Updated Feb. 28, 2012 11:45 a.m.
A big-box retailer is interested in the Edward Don property in North Riverside, says a spokesman for the partnership that owns the land. And while discussions with that retailer are preliminary, they are serious and will need the commitment of North Riverside’s village government to make a deal happen.
Jerald Much, president of Lincolnwood Developers, told the Landmark last week that a potential deal “was more than just talk,” but that the village would have to play a key role in offering financial incentives to make it happen. And quickly.
“There will only be a single opportunity to make the timing work,” said Much “The village has to play a role. The site has a chance to excel over what there was before.”
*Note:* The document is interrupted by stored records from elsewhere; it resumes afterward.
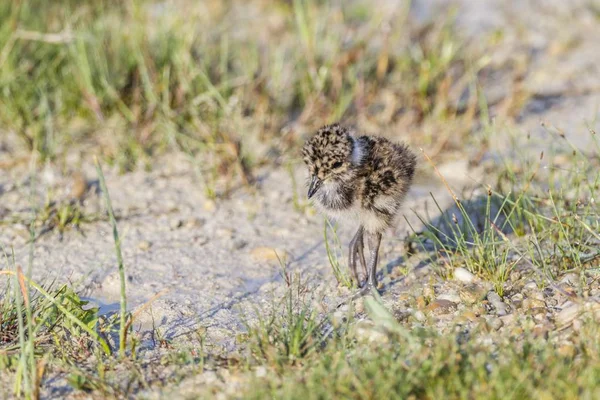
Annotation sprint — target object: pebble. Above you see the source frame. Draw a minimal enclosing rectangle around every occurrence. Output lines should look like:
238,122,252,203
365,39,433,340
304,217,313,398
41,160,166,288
185,217,206,228
533,324,548,339
254,365,267,378
458,284,485,304
169,219,183,230
203,200,217,212
416,296,427,309
555,301,581,329
423,286,435,299
523,298,546,310
437,293,460,304
215,228,235,239
413,310,427,322
231,239,248,250
559,272,579,286
488,317,504,331
510,293,523,308
427,299,456,314
557,342,575,358
461,311,477,322
487,292,510,317
454,267,475,283
250,247,287,262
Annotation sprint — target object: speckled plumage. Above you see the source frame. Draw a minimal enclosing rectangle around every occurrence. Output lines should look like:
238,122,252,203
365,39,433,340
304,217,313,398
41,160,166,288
302,124,416,290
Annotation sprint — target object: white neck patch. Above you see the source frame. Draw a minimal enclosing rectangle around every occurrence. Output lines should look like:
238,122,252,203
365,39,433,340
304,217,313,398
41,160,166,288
352,138,365,165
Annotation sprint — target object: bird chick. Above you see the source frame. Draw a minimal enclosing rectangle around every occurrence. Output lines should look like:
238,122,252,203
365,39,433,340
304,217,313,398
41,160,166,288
302,124,416,288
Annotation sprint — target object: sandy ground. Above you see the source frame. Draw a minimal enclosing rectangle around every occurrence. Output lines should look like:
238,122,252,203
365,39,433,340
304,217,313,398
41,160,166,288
0,0,600,396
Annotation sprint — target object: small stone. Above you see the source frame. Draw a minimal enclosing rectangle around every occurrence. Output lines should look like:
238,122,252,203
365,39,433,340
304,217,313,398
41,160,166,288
533,325,548,339
487,291,510,317
559,272,580,286
555,301,581,329
416,296,427,309
192,235,210,246
203,199,217,212
185,217,206,228
488,317,504,331
461,311,477,322
215,228,234,239
254,365,267,378
423,286,435,299
413,310,427,322
231,239,248,250
427,299,456,314
354,298,365,314
458,284,485,305
71,171,88,200
250,247,287,262
437,293,460,304
454,267,475,283
169,219,183,230
500,314,516,326
138,240,152,251
510,326,523,336
510,293,523,308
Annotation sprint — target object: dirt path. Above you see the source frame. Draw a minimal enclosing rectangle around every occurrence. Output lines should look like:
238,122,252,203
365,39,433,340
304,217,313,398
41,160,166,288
0,0,600,396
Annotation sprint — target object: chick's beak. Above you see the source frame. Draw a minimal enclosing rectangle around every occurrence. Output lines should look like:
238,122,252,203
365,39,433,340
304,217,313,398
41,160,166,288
308,175,323,199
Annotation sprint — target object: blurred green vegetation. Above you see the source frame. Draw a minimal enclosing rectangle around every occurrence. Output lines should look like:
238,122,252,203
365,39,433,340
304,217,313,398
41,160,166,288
0,0,485,183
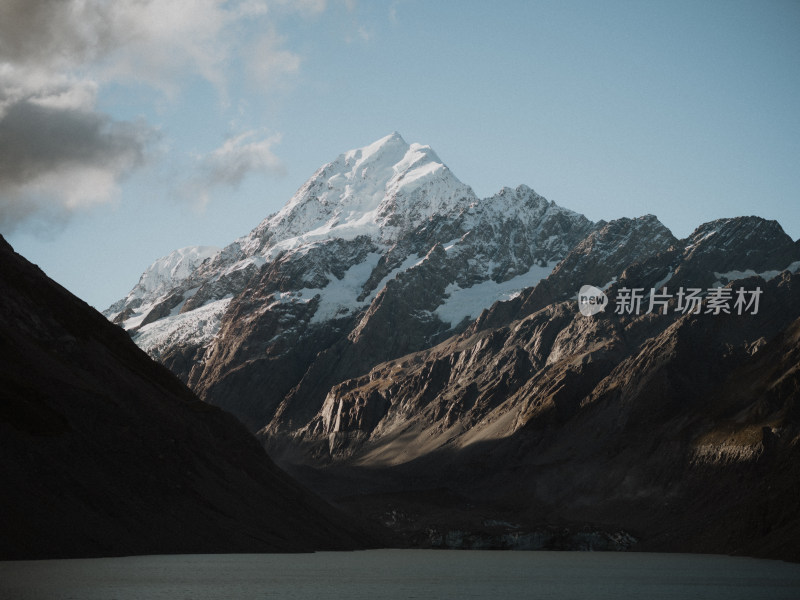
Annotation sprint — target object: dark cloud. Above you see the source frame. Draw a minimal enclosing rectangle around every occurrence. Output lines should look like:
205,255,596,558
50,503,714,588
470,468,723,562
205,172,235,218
0,101,146,189
0,100,154,233
0,0,118,65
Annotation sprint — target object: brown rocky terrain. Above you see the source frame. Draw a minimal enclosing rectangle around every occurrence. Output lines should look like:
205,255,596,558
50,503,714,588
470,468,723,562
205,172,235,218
268,220,800,560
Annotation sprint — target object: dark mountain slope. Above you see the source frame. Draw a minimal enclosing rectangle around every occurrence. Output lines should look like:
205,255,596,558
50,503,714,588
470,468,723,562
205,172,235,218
0,238,374,559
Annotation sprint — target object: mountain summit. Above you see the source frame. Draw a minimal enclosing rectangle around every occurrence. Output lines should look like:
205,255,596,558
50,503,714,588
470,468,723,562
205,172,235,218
105,133,594,429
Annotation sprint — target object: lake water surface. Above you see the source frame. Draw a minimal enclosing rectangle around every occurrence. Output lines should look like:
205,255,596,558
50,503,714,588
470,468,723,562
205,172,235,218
0,550,800,600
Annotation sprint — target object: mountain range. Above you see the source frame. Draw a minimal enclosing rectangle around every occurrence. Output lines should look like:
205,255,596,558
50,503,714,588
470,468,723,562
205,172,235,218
105,133,800,560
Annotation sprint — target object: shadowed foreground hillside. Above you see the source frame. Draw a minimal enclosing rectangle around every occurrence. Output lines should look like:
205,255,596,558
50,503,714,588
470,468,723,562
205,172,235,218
0,238,376,559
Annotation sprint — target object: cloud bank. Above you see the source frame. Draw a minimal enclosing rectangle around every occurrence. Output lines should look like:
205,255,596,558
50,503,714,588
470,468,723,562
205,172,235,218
0,0,306,233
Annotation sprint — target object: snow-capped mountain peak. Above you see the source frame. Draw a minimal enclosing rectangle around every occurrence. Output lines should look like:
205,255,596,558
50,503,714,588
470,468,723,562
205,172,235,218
106,246,220,318
241,132,477,257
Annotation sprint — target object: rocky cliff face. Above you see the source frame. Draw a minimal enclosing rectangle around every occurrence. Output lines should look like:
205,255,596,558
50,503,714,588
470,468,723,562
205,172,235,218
0,238,369,559
286,218,800,560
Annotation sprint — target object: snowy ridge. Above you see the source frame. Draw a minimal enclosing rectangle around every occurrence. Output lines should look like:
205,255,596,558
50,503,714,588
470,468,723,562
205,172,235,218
237,132,477,258
106,132,592,370
104,246,220,320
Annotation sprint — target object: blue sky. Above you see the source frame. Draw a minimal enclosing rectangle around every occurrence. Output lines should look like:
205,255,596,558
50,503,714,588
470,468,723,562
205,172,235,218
0,0,800,309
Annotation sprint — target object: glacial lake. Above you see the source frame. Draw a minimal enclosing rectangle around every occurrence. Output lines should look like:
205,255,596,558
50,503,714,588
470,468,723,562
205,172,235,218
0,550,800,600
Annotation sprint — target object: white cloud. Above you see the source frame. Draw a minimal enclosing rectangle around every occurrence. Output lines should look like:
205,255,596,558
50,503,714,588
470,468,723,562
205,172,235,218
0,0,318,232
202,131,284,186
247,29,301,89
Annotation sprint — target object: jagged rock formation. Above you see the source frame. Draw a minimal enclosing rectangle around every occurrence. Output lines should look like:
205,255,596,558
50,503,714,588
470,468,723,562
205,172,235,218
0,237,376,559
108,134,800,559
106,133,594,436
286,218,800,560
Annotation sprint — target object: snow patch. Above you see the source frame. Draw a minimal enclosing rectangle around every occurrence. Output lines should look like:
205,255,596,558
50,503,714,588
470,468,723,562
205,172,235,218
433,261,558,327
133,297,231,359
298,252,381,324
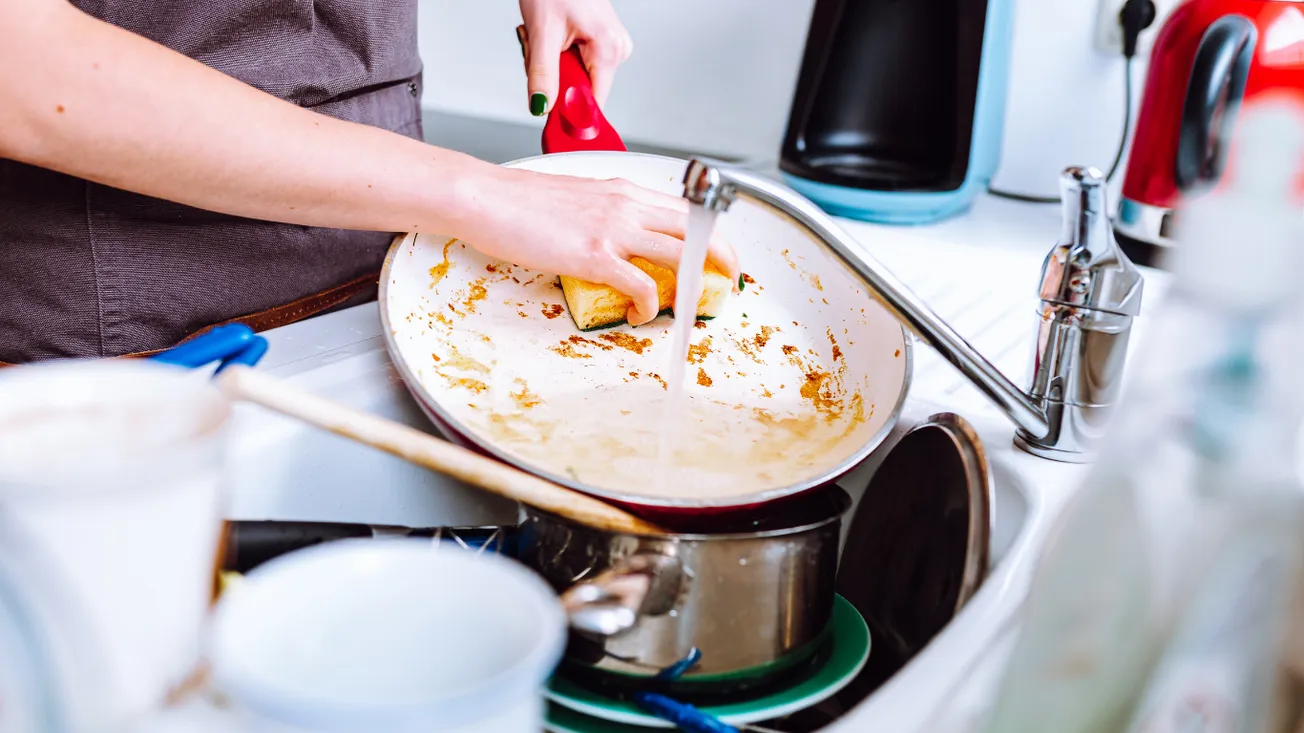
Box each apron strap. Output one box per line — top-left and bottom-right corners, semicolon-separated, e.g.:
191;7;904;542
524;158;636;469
0;273;381;368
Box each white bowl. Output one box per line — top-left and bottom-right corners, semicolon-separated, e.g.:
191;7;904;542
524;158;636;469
213;539;566;733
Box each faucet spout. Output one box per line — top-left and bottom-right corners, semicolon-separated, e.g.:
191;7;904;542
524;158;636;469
683;159;1140;462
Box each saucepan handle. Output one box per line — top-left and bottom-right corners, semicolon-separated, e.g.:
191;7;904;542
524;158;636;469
562;553;683;636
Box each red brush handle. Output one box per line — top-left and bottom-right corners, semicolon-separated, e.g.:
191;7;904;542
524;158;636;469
542;46;626;153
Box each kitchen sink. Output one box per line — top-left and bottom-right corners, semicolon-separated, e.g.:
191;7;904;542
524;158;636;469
227;302;1058;730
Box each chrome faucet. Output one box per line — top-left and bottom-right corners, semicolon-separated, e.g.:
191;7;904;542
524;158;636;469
683;159;1144;463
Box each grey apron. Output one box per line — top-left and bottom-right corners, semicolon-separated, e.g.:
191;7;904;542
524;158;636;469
0;0;421;363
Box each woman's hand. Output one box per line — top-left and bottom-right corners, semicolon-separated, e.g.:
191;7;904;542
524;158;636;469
516;0;634;117
462;168;738;325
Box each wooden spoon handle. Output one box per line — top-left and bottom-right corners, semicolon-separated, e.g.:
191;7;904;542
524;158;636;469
218;365;660;533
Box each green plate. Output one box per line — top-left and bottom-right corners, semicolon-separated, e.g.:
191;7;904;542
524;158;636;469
544;596;870;733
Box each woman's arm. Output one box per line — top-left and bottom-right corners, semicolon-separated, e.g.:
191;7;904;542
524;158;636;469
0;0;737;321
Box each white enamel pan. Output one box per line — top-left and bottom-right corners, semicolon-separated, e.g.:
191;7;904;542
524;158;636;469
379;151;910;520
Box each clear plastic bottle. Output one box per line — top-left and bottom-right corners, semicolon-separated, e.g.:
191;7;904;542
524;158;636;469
986;95;1304;733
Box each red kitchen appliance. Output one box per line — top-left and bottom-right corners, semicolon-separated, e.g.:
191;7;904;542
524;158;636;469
1114;0;1304;263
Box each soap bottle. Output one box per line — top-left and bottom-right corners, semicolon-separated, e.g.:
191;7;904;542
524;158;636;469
985;97;1304;733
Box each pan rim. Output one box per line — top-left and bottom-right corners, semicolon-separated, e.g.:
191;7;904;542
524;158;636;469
377;150;914;510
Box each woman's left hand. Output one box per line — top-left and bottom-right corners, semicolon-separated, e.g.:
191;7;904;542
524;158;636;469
516;0;634;117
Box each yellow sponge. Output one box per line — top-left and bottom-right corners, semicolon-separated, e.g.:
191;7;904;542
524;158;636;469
561;257;733;331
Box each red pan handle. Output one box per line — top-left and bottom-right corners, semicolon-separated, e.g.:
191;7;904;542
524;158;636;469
542;46;626;153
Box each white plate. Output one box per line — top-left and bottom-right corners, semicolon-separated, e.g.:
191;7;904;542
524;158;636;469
382;153;909;506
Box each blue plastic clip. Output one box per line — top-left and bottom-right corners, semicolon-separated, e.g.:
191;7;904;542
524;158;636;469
153;323;267;373
632;647;739;733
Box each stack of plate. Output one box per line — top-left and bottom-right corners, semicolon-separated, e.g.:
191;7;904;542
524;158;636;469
546;596;870;733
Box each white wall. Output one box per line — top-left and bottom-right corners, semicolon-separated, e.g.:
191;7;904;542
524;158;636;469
421;0;1171;194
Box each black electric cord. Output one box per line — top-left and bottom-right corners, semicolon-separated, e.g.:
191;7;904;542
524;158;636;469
987;0;1155;203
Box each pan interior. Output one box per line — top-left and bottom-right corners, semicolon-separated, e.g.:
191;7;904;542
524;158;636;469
383;153;909;505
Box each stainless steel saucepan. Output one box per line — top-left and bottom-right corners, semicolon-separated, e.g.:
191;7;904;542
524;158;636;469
518;488;850;695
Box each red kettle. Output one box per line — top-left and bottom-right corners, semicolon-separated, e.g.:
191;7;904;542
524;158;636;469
1114;0;1304;263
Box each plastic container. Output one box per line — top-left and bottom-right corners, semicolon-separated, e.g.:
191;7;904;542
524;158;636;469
986;98;1304;733
0;360;230;733
211;539;566;733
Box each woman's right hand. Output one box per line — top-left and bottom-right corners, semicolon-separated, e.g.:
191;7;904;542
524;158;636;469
460;168;739;325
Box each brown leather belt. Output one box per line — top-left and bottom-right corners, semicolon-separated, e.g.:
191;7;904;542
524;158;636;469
0;273;379;368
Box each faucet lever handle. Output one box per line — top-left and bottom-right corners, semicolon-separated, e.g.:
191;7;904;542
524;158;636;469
1041;166;1144;316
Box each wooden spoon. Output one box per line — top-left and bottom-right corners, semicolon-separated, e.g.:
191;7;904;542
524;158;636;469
216;364;662;533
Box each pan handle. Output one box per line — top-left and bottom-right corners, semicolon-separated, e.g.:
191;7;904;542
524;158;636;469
542;46;626;153
562;553;685;636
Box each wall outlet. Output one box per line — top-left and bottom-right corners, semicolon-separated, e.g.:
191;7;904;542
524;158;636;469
1095;0;1179;60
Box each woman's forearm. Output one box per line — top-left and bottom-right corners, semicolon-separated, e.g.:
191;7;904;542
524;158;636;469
0;0;499;235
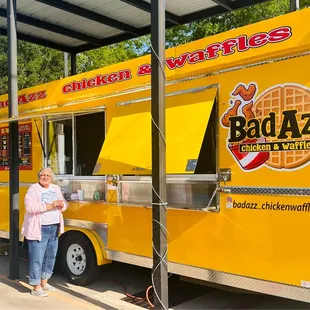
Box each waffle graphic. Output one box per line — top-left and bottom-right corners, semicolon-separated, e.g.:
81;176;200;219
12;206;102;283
253;85;310;169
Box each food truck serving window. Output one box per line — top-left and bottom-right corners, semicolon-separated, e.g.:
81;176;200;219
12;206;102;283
94;88;217;175
47;112;105;176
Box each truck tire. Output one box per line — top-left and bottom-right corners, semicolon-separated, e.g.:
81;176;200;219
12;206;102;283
60;232;99;286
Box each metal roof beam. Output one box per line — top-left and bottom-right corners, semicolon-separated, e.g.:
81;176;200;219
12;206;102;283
36;0;141;36
0;28;75;53
0;8;102;46
121;0;182;25
182;0;268;24
212;0;233;11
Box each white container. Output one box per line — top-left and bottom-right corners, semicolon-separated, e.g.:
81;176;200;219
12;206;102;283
77;189;84;200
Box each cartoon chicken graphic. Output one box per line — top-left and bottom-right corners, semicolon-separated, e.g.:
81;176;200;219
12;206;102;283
221;83;269;170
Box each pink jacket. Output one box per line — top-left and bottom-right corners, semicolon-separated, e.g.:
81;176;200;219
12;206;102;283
21;183;68;241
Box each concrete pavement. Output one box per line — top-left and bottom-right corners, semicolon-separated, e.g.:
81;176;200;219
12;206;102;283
0;242;310;310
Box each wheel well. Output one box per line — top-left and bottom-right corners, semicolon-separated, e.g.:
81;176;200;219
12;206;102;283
57;228;108;266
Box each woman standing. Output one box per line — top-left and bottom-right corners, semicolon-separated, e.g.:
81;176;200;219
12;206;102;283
22;168;68;297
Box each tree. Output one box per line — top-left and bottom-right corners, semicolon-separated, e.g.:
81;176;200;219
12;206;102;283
166;0;310;47
77;36;148;73
0;0;310;94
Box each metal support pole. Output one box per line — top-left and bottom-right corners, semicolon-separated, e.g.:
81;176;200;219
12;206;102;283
7;0;19;280
151;0;168;309
290;0;299;12
64;53;69;77
71;53;76;75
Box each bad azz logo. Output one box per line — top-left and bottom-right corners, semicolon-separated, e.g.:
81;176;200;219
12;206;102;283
221;82;310;170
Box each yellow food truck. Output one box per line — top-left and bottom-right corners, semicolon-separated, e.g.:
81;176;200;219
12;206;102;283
0;9;310;302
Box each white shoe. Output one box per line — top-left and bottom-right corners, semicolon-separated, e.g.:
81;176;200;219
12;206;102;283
42;283;56;292
30;289;48;297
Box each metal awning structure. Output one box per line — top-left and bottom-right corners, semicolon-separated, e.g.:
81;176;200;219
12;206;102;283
0;0;299;309
0;0;266;54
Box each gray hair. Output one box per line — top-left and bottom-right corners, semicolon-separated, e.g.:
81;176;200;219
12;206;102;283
38;167;54;179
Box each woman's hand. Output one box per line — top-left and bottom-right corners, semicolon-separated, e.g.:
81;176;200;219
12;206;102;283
46;200;64;211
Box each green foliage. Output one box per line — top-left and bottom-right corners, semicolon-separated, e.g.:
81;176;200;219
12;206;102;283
166;0;310;47
0;37;64;94
0;0;310;94
77;37;148;73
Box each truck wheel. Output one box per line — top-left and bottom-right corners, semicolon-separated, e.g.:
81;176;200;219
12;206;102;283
60;232;99;286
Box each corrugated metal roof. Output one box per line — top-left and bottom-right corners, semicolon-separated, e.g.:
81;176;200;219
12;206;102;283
0;0;265;53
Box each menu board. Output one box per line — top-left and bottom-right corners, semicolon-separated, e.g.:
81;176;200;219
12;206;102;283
0;123;32;170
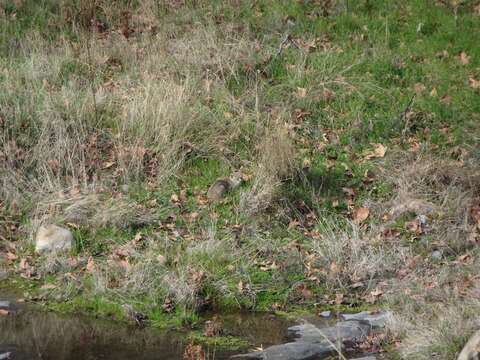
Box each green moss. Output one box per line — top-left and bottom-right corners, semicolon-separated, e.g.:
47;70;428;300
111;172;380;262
187;331;250;350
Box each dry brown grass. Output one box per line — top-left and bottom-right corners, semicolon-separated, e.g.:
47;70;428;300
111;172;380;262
312;221;410;291
240;122;296;215
388;155;480;254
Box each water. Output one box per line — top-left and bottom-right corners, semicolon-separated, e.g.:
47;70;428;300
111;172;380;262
0;300;291;360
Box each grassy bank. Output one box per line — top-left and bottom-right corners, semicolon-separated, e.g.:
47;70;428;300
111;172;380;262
0;0;480;359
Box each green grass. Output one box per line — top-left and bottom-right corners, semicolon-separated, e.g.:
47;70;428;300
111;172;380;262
0;0;480;358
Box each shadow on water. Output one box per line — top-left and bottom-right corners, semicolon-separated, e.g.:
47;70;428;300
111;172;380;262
0;309;289;360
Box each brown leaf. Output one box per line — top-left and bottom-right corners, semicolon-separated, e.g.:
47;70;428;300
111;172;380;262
458;51;470;65
85;256;95;274
297;87;307;98
468;77;480;89
183;344;205;360
353;207;370;224
5;251;18;262
365;144;387;160
40;284;56;290
413;83;426;94
440;94;452;105
335;293;345;305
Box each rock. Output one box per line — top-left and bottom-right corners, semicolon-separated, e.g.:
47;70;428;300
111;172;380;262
319;311;332;318
430;250;443;260
0;351;13;360
0;300;12;310
207;171;242;202
340;310;393;328
0;270;8;281
35;224;73;254
288;321;370;344
457;330;480;360
231;341;335;360
0;300;18;314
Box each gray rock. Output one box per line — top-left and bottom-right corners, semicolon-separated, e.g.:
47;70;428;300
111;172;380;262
231;342;335;360
430;250;443;260
35;224;73;254
207;171;243;202
320;311;332;318
288;321;370;344
0;300;12;309
0;270;8;281
340;310;393;328
0;300;18;313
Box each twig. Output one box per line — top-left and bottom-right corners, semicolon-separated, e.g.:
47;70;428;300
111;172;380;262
261;33;298;73
398;94;416;138
87;29;98;124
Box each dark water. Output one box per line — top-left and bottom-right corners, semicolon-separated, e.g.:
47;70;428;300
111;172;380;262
0;300;290;360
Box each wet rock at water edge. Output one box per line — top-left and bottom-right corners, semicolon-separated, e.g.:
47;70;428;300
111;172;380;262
0;350;13;360
319;311;332;318
0;300;18;313
35;224;73;254
231;342;335;360
288;321;370;344
340;310;393;328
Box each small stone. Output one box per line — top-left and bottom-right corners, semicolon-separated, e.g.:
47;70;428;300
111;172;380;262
319;310;332;318
340;310;393;328
35;224;73;254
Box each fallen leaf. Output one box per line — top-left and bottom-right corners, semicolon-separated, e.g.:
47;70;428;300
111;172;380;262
353;207;370;224
365;144;387;160
40;284;56;290
85;256;95;273
458;51;470;65
102;161;115;169
405;219;422;235
440;94;452;105
297;87;307;98
468;77;480;89
413;83;426;94
335;293;345;305
6;251;18;262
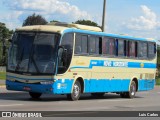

What “there was before” is the Edward Don Company, a foodservice supply giant that is North Riverside’s largest sales tax generator, according to village officials. The company has called North Riverside, specifically the northwest corner of 26th Street and Harlem Avenue, home for 41 years.
In 2007, Lincolnwood Developers and Monroe Investment Partners joined forces to buy the property, outbidding a branch of the Don family that sought to purchase the property from other family members. The real estate partnership bought the property for $14.75 million.
In 2011, the village of Woodridge put together a package of financial incentives, including millions in tax breaks to lure Edward Don from North Riverside. The company reportedly will be completely out of their longtime home by fall 2012. The company’s lease on the North Riverside property expires Dec. 31.
Much declined to disclose which retailer was looking at the Edward Don site, but said that it would “be one that adjoining shopping centers could live with.” The site, in particular, is surrounded by grocery stores – Jewel and Tony’s in North Riverside and a Meijer store that’s slated to open in summer 2012 in the Cermak Plaza in Berwyn.
North Riverside Mayor Ken Krochmal and Village Administrator Guy Belmonte said the last time they talked with a representative from the Lincolnwood/Monroe partnership was about a month ago. They confirmed that a big box retailer was mentioned as a potential replacement, but that there were no firm plans and few specifics.
“If there’s a site plan, we haven’t seen it,” Belmonte said. “We’re keeping our fingers crossed.”
Much said the partnership would be approaching the village soon about what it will take to make the deal happen. Big box retailers, just like the Edward Don Company, said Much, are savvy when it comes to leveraging what they can bring to a community in exchange for local assistance.
Much said the retailer would likely be looking to purchase the Edward Don property, which comprises 19 acres and includes a 365,000-square-foot office/warehouse building.
“They know what to offer, and they expect the village to come up with the rest of the money,” said Much. “The village can only hold back so far.
“If the village doesn’t step up to the plate or gets too sharp with their pencils, the deal will go astray.”
Much said that the deal is coming together quickly.
“Everything is geared for 2013,” Much said. “There’s an awful lot of paperwork and approvals that need to get done.”
Krochmal said it was impossible to know what kinds of incentives are expected from the village, because they’ve not been presented with a plan and haven’t heard from the property owners in a month.
“We’d have to see what they wanted,” Krochmal said. “We haven’t talked to them in a month or so.”
One key aspect of any deal, Much said, would be for the Canadian National Railroad, which has an easement running north and south between the Don site and the North Riverside Park Mall property, to remove the tracks.
Such a move would increase access to the area. Another set of railroad tracks on the Don property could also be removed to allow more flexibility for site planning. Much believes that the federal Surface Transportation Board would approve removing the CN tracks, which haven’t been used for rail traffic in many years.